In this article, we will explore the two leading video codecs, the well-established VP9 and its promising successor AV1, in terms of compression efficiency, video quality, hardware support, and adoption.
But first, why is video compression needed?
Demand for HD (High-Definition) and UHD (Ultra-High-Definition) video streaming, video conferencing, and digital television broadcasting has surged in recent years.
These HD/UHD videos generally have a considerable size. Storing or transmitting them over the Internet in uncompressed form is impractical. For example,
- 1 HD frame (1920x1080) takes ~8MB (assuming full colour), means 1 second of HD video at 30fps would take ~250MB.
- 1 minute of HD video would take 15GB.
- A 30-minute video call would take 450GB, or a 2-hour movie would take 1.8TB.
- Therein lies the need for video codecs. A video codec serves two purposes: it reduces the video's size using various compression techniques (video encoding), which is then sent along with metadata over the network, thus reducing bandwidth consumption.
- Additionally, it decodes and reconstructs the video for playback on the end-user device while preserving the visual fidelity to the best possible extent.
Therefore, the correct choice of video codec will make or break your application.
Important Keywords
First, let's start with the essential keywords used throughout the article.
- Quality, in video encoding, refers to how closely the compressed video matches the source material. Higher quality indicates less loss of detail and fidelity in the compressed video. It is usually assessed using objective metrics like Peak Signal-to-Noise Ratio (PSNR), Structural Similarity Index (SSIM), etc., or subjective techniques involving humans.

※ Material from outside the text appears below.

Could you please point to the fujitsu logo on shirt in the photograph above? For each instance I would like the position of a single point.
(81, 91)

- Bitrate refers to the amount of data processed per unit of time in video encoding, typically measured in kilobits per second (kbps) or megabits per second (mbps). It directly affects the file size and quality of the video: higher bitrates generally result in better quality but larger file sizes, while lower bitrates lead to smaller file sizes but potentially lower quality.
- Compression efficiency refers to how effectively data is compressed without significantly losing quality. Higher compression efficiency means more data can be represented in fewer bits, resulting in smaller file sizes without compromising quality.
- Encoding speed refers to how quickly a codec can encode video data. Faster encoding speeds are desirable for efficient processing, especially in real-time applications or when encoding large volumes of video content.
All these are interlinked, and adjusting one parameter can affect the others. For example:
- Increasing bitrate generally improves quality, but it also increases file size.
- Improving compression efficiency allows for smaller file sizes without sacrificing quality.
- As the compression efficiency increases generally using complex algorithms, encoding speed decreases.
The success of a video codec is striking a perfect balance between these factors.
Basic encoding mechanism
Here is a very brief overview of the encoding mechanism generally used by modern, open-source codecs:
A video is a sequence of still images or frames. The encoding process starts with every frame being split into multiple smaller, more manageable parts (called blocks) of different sizes in a process called frame partitioning.
Then, the encoder tries to predict the pixel data for each block either based on neighbouring pixels (Intra-frame prediction) or preceding frames (Inter-frame prediction) using various techniques. Intra-frame prediction is useful in reducing spatial redundancy within a frame, whereas inter-frame prediction is used in estimating motion and, thereby, is useful in reducing temporal redundancy among frames.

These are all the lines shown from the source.